So… I pondered various solutions.  The best seems to be getting the form in foam, then surfacing it with fiberglass or carbon-fiber and epoxy, then hollowing the foam out to make a ventilated space for the projector.  This will make it extremely light (and therefore shippable), sturdy and hollow.

At first I thought I’d carve the foam form… but working with casting and fabric gave me what I hope is a better idea.  I’m going to sew a slightly smaller version of the top the figure will be wearing in latex (at least the torso part of it).  Then spray the seams with latex to seal them, put mold release on the whole thing, turn it inside-out, seal the arm-holes and neck-hole and fill it with expanding foam.   This should create the exact form I need, and the expansion effect should keep the fabric from collapsing.  I may have to hang the whole thing from the ceiling while it sets, but I think it will work.  I can also add on more expanding foam if I need to at any point and carve into the existing foam for alterations.  Once it has got the carbon fiber on I should be able to attach anything to it. I only need the torso to the hip to achieve the form, and the rest can be a simple stand.
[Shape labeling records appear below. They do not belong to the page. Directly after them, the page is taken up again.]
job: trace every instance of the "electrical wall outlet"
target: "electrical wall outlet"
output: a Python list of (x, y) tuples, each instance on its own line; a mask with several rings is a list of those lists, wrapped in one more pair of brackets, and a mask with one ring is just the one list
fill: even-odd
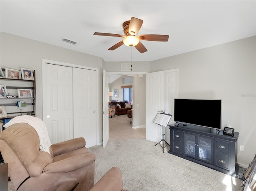
[(240, 145), (240, 150), (242, 151), (244, 151), (244, 146)]

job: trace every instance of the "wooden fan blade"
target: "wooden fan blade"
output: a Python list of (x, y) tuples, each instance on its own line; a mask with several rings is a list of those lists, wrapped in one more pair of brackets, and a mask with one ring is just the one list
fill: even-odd
[(118, 48), (120, 46), (122, 46), (123, 44), (124, 44), (124, 42), (123, 42), (123, 41), (122, 40), (122, 41), (120, 41), (119, 43), (117, 43), (116, 44), (114, 45), (112, 47), (110, 47), (108, 49), (108, 50), (115, 50), (115, 49), (116, 49), (117, 48)]
[(140, 42), (139, 42), (138, 44), (135, 46), (135, 48), (136, 48), (136, 49), (138, 50), (140, 53), (142, 53), (148, 51), (148, 50), (147, 50), (147, 49), (144, 46), (144, 45), (143, 45)]
[(129, 33), (136, 35), (142, 25), (143, 21), (134, 17), (132, 17), (129, 24)]
[(112, 34), (111, 33), (104, 33), (101, 32), (95, 32), (94, 35), (99, 35), (100, 36), (114, 36), (115, 37), (124, 37), (124, 35), (117, 34)]
[(168, 41), (169, 35), (163, 35), (160, 34), (143, 34), (139, 35), (138, 37), (140, 40), (166, 42)]

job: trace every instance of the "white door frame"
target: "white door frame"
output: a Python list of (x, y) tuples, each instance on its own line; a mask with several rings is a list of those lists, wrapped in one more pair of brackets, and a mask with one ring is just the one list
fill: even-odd
[(45, 82), (45, 79), (46, 76), (45, 73), (46, 73), (46, 65), (47, 64), (55, 64), (63, 66), (66, 66), (68, 67), (76, 67), (78, 68), (82, 68), (84, 69), (87, 69), (88, 70), (95, 70), (96, 71), (96, 139), (97, 139), (97, 145), (99, 145), (102, 144), (102, 143), (99, 142), (99, 71), (98, 68), (92, 68), (81, 65), (78, 65), (76, 64), (71, 64), (70, 63), (66, 63), (58, 61), (55, 61), (53, 60), (48, 60), (47, 59), (42, 59), (42, 114), (43, 114), (43, 121), (44, 122), (46, 120), (46, 96), (45, 94), (46, 93), (47, 87)]

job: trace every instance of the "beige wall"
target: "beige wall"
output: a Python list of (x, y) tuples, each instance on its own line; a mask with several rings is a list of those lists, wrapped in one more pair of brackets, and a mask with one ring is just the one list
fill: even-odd
[(256, 154), (256, 46), (254, 36), (150, 64), (150, 72), (179, 69), (180, 98), (222, 100), (222, 127), (240, 133), (238, 162), (246, 165)]
[[(99, 69), (99, 114), (102, 113), (102, 58), (6, 33), (0, 33), (0, 66), (2, 68), (35, 70), (36, 116), (42, 119), (42, 59), (47, 59)], [(102, 142), (102, 116), (99, 116), (98, 140)]]

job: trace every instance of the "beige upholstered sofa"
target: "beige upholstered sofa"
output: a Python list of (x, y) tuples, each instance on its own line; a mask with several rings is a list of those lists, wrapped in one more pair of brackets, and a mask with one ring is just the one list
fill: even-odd
[(0, 151), (15, 191), (122, 190), (121, 172), (115, 167), (94, 187), (95, 157), (85, 145), (80, 138), (53, 144), (50, 154), (42, 151), (37, 132), (24, 123), (0, 135)]

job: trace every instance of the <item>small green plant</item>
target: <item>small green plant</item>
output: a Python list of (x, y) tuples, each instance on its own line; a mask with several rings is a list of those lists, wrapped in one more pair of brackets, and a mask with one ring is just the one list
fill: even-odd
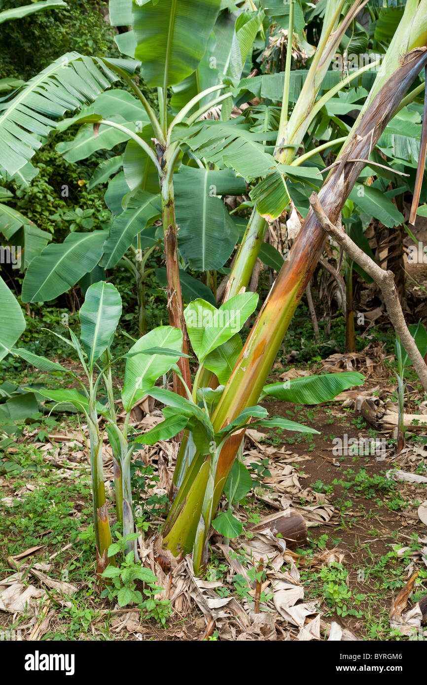
[(139, 534), (131, 533), (123, 538), (116, 532), (116, 536), (117, 542), (110, 545), (108, 556), (120, 555), (122, 561), (117, 566), (108, 566), (103, 571), (102, 577), (110, 580), (111, 584), (106, 586), (101, 596), (117, 600), (121, 607), (135, 604), (141, 609), (141, 616), (153, 618), (165, 625), (171, 614), (171, 603), (169, 599), (156, 598), (156, 595), (163, 589), (157, 585), (157, 577), (150, 569), (135, 562), (133, 551), (125, 552), (129, 543), (136, 540)]
[(360, 618), (363, 615), (361, 611), (350, 607), (360, 605), (365, 595), (352, 593), (347, 585), (348, 572), (341, 564), (324, 566), (320, 571), (319, 577), (324, 581), (323, 594), (326, 603), (331, 609), (334, 609), (339, 616)]

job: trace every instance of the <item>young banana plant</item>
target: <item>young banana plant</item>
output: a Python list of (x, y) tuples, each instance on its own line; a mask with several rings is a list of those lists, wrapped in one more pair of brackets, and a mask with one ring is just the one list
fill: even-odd
[[(40, 388), (40, 395), (55, 402), (69, 402), (81, 412), (85, 418), (89, 432), (90, 471), (93, 501), (94, 529), (98, 553), (98, 571), (106, 568), (107, 551), (111, 545), (111, 533), (107, 510), (103, 477), (102, 445), (103, 431), (101, 429), (100, 415), (108, 416), (108, 408), (97, 401), (99, 383), (103, 374), (98, 373), (97, 364), (99, 358), (108, 351), (121, 314), (121, 298), (118, 290), (110, 284), (96, 283), (86, 292), (86, 299), (80, 312), (81, 323), (80, 340), (69, 329), (71, 340), (58, 336), (61, 340), (73, 347), (77, 352), (86, 378), (84, 383), (73, 372), (60, 364), (51, 362), (23, 348), (12, 352), (19, 355), (29, 364), (46, 371), (62, 371), (80, 386), (77, 389), (47, 390)], [(58, 334), (54, 334), (58, 335)], [(108, 352), (106, 353), (108, 353)], [(111, 563), (111, 560), (110, 560)]]

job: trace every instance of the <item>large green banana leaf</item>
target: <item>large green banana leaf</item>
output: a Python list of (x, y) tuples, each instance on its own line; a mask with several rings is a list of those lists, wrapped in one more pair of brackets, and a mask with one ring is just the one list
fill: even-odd
[(233, 169), (247, 180), (268, 177), (258, 184), (251, 197), (258, 210), (274, 219), (286, 206), (289, 195), (274, 158), (265, 149), (265, 141), (276, 141), (275, 132), (249, 130), (243, 118), (232, 121), (198, 121), (175, 127), (172, 138), (180, 139), (198, 156), (220, 167)]
[(112, 283), (100, 281), (88, 288), (79, 316), (80, 340), (89, 360), (89, 368), (110, 345), (121, 314), (121, 297)]
[(10, 19), (21, 19), (27, 14), (32, 14), (40, 10), (47, 10), (51, 7), (66, 7), (66, 3), (62, 0), (40, 0), (32, 5), (24, 5), (23, 7), (14, 7), (11, 10), (4, 10), (0, 12), (0, 24)]
[(139, 190), (130, 199), (127, 208), (117, 216), (103, 246), (101, 265), (111, 269), (124, 255), (135, 237), (162, 214), (160, 197)]
[(221, 0), (134, 3), (134, 56), (148, 86), (173, 86), (195, 71), (220, 6)]
[[(138, 354), (153, 347), (167, 347), (176, 350), (176, 356), (162, 354)], [(123, 407), (130, 412), (136, 402), (147, 394), (147, 390), (163, 373), (176, 364), (181, 356), (182, 334), (173, 326), (158, 326), (143, 336), (129, 350), (131, 355), (126, 360), (125, 381), (121, 393)]]
[(174, 185), (180, 252), (192, 269), (221, 269), (238, 241), (239, 230), (217, 195), (245, 193), (245, 180), (230, 169), (182, 166)]
[(9, 353), (25, 329), (25, 321), (21, 307), (0, 277), (0, 360)]
[(350, 198), (363, 212), (378, 219), (389, 228), (404, 223), (403, 214), (378, 188), (372, 188), (371, 186), (363, 186), (361, 188), (360, 186), (356, 186), (350, 192)]
[(50, 234), (38, 228), (26, 216), (12, 207), (0, 204), (0, 231), (7, 241), (13, 241), (19, 252), (23, 255), (21, 269), (27, 269), (34, 257), (38, 256), (50, 240)]
[(23, 301), (48, 301), (72, 288), (98, 263), (108, 235), (107, 231), (71, 233), (64, 242), (45, 247), (28, 267)]
[(98, 58), (67, 53), (37, 74), (0, 112), (0, 166), (13, 175), (55, 127), (54, 120), (91, 102), (117, 77)]
[(260, 399), (270, 396), (282, 402), (319, 404), (333, 399), (347, 388), (362, 385), (364, 380), (364, 376), (357, 371), (291, 378), (284, 382), (265, 386)]

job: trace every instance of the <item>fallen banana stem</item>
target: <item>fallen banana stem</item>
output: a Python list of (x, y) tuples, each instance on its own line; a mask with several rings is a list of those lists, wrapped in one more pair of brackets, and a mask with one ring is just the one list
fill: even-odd
[(333, 237), (347, 254), (369, 274), (380, 288), (390, 316), (390, 321), (399, 336), (408, 356), (413, 364), (414, 369), (424, 390), (427, 393), (427, 364), (426, 364), (406, 324), (399, 301), (399, 295), (394, 284), (394, 274), (392, 271), (386, 271), (378, 266), (378, 264), (376, 264), (360, 247), (358, 247), (350, 236), (347, 236), (341, 228), (334, 225), (329, 221), (320, 203), (317, 192), (312, 193), (310, 204), (324, 230)]

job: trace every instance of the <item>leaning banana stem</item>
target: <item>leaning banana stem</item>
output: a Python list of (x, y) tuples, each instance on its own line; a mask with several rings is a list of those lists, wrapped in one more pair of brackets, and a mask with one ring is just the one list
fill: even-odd
[(403, 371), (402, 373), (402, 375), (398, 375), (398, 403), (399, 408), (399, 416), (398, 418), (398, 440), (396, 451), (398, 454), (405, 446), (405, 384), (403, 381)]
[[(410, 0), (409, 5), (411, 4)], [(420, 16), (417, 24), (408, 22), (409, 5), (406, 5), (402, 20), (403, 29), (400, 32), (401, 22), (397, 34), (402, 43), (406, 42), (411, 47), (420, 40), (419, 34), (411, 35), (411, 30), (415, 34), (424, 25), (424, 42), (427, 42), (427, 17), (424, 23), (424, 15)], [(422, 0), (419, 6), (422, 5), (422, 11), (424, 12), (427, 0)], [(411, 9), (413, 10), (413, 8)], [(393, 47), (395, 48), (395, 45)], [(395, 58), (394, 55), (392, 56)], [(403, 54), (400, 53), (398, 58), (388, 74), (385, 75), (380, 71), (380, 84), (377, 83), (377, 77), (361, 116), (339, 155), (339, 164), (331, 170), (320, 191), (321, 206), (333, 224), (337, 223), (352, 188), (369, 159), (373, 146), (393, 116), (404, 93), (427, 63), (427, 48), (415, 47), (407, 53), (404, 51)], [(243, 409), (258, 402), (289, 323), (321, 256), (326, 236), (319, 220), (310, 210), (292, 246), (289, 259), (283, 264), (219, 400), (212, 419), (216, 432), (232, 421)], [(212, 514), (218, 506), (243, 433), (243, 431), (240, 431), (232, 435), (219, 456), (212, 501)], [(174, 547), (172, 540), (179, 541), (180, 549), (192, 547), (194, 543), (204, 498), (200, 496), (196, 502), (193, 497), (190, 503), (189, 493), (193, 492), (192, 487), (195, 481), (202, 478), (200, 474), (206, 464), (205, 459), (197, 454), (195, 456), (171, 508), (165, 526), (167, 534), (163, 545), (173, 553), (177, 553), (177, 548)], [(207, 527), (206, 534), (208, 530)], [(187, 534), (188, 536), (185, 537)], [(198, 572), (199, 569), (195, 568), (195, 570)]]
[(345, 259), (345, 351), (356, 351), (354, 312), (353, 310), (353, 262)]
[[(234, 265), (230, 274), (223, 302), (238, 295), (242, 288), (245, 289), (247, 287), (264, 240), (267, 227), (267, 221), (258, 213), (255, 206), (237, 253)], [(215, 388), (218, 385), (218, 379), (215, 374), (203, 367), (199, 370), (197, 380), (200, 388)], [(195, 447), (191, 438), (191, 434), (186, 430), (181, 440), (173, 471), (173, 484), (175, 487), (179, 488), (182, 485), (195, 453)], [(173, 495), (173, 492), (171, 490), (170, 497), (171, 497)]]
[[(130, 480), (130, 460), (132, 449), (126, 449), (122, 454), (122, 478), (123, 478), (123, 537), (134, 532), (134, 512), (132, 509), (132, 494)], [(126, 553), (132, 551), (134, 544), (129, 541), (126, 544)]]
[(267, 226), (267, 221), (258, 213), (255, 206), (231, 270), (223, 302), (238, 295), (242, 288), (247, 288)]
[(102, 462), (102, 437), (98, 427), (98, 416), (95, 400), (89, 397), (89, 414), (88, 427), (90, 444), (90, 469), (92, 473), (92, 490), (93, 493), (94, 525), (97, 547), (101, 557), (104, 550), (111, 545), (111, 532), (103, 480), (103, 464)]
[[(107, 391), (107, 397), (108, 398), (108, 408), (110, 411), (110, 417), (112, 423), (117, 423), (117, 415), (116, 415), (116, 408), (114, 405), (114, 395), (112, 386), (112, 376), (111, 375), (111, 361), (112, 357), (110, 353), (110, 350), (107, 348), (106, 352), (102, 356), (103, 362), (106, 364), (107, 367), (106, 372), (103, 374), (103, 382), (106, 386), (106, 390)], [(116, 496), (116, 514), (117, 517), (117, 523), (123, 523), (123, 484), (121, 478), (121, 466), (120, 464), (121, 462), (121, 452), (120, 449), (117, 446), (117, 443), (114, 440), (111, 443), (111, 447), (112, 450), (112, 469), (113, 475), (114, 479), (114, 494)]]
[[(167, 180), (167, 170), (164, 169), (164, 176), (160, 179), (162, 195), (162, 219), (163, 221), (163, 235), (164, 240), (164, 260), (167, 278), (167, 308), (169, 314), (169, 324), (182, 331), (182, 351), (188, 354), (188, 345), (187, 334), (184, 319), (182, 294), (180, 280), (180, 266), (178, 264), (178, 227), (175, 217), (175, 199), (173, 184)], [(186, 357), (181, 357), (178, 362), (182, 377), (188, 388), (191, 388), (190, 364)], [(176, 374), (173, 374), (173, 390), (182, 397), (186, 396), (185, 388)]]

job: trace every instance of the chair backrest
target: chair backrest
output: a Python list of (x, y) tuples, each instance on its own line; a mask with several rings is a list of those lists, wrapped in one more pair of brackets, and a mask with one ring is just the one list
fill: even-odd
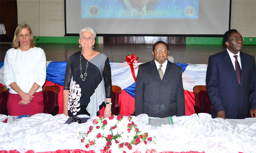
[(44, 86), (43, 87), (43, 96), (45, 106), (44, 113), (52, 115), (58, 114), (58, 92), (59, 87), (58, 86)]
[(196, 86), (193, 88), (195, 93), (194, 107), (197, 114), (205, 113), (210, 114), (211, 103), (207, 95), (206, 86)]
[(111, 114), (115, 115), (119, 115), (119, 104), (118, 104), (118, 99), (119, 98), (119, 94), (121, 93), (122, 89), (121, 88), (117, 86), (112, 86), (112, 99), (111, 102)]
[(7, 101), (9, 89), (5, 86), (0, 87), (0, 114), (8, 115)]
Ideally I want to make at least the arms and stand all detachable.  I’m thinking that plumbing parts will serve me best there- all the pieces are threaded and it’s all very sturdy.  There is a mannequin warehouse nearby where I will look for arms.  Sadly I already have the suspicion that they won’t be in the correct poses.   I may end up using some combination of mannequin arms and hands which I cast and finish myself.  Hands are so expressive that the pose needs proper attention.

I am delighted by the diversity of even the materials shopping.  The art store of course, but the hardware store, the plastics store, the fabric stores, the wig shops, costumers (for the gloves if I don’t end up making those too), Radioshack…. it’s exciting.

Once again I feel that I am finally seeing the fruit of all my diverse use of mediums and all the odd hobbies and interests.   When a project like this one comes together it is very visible.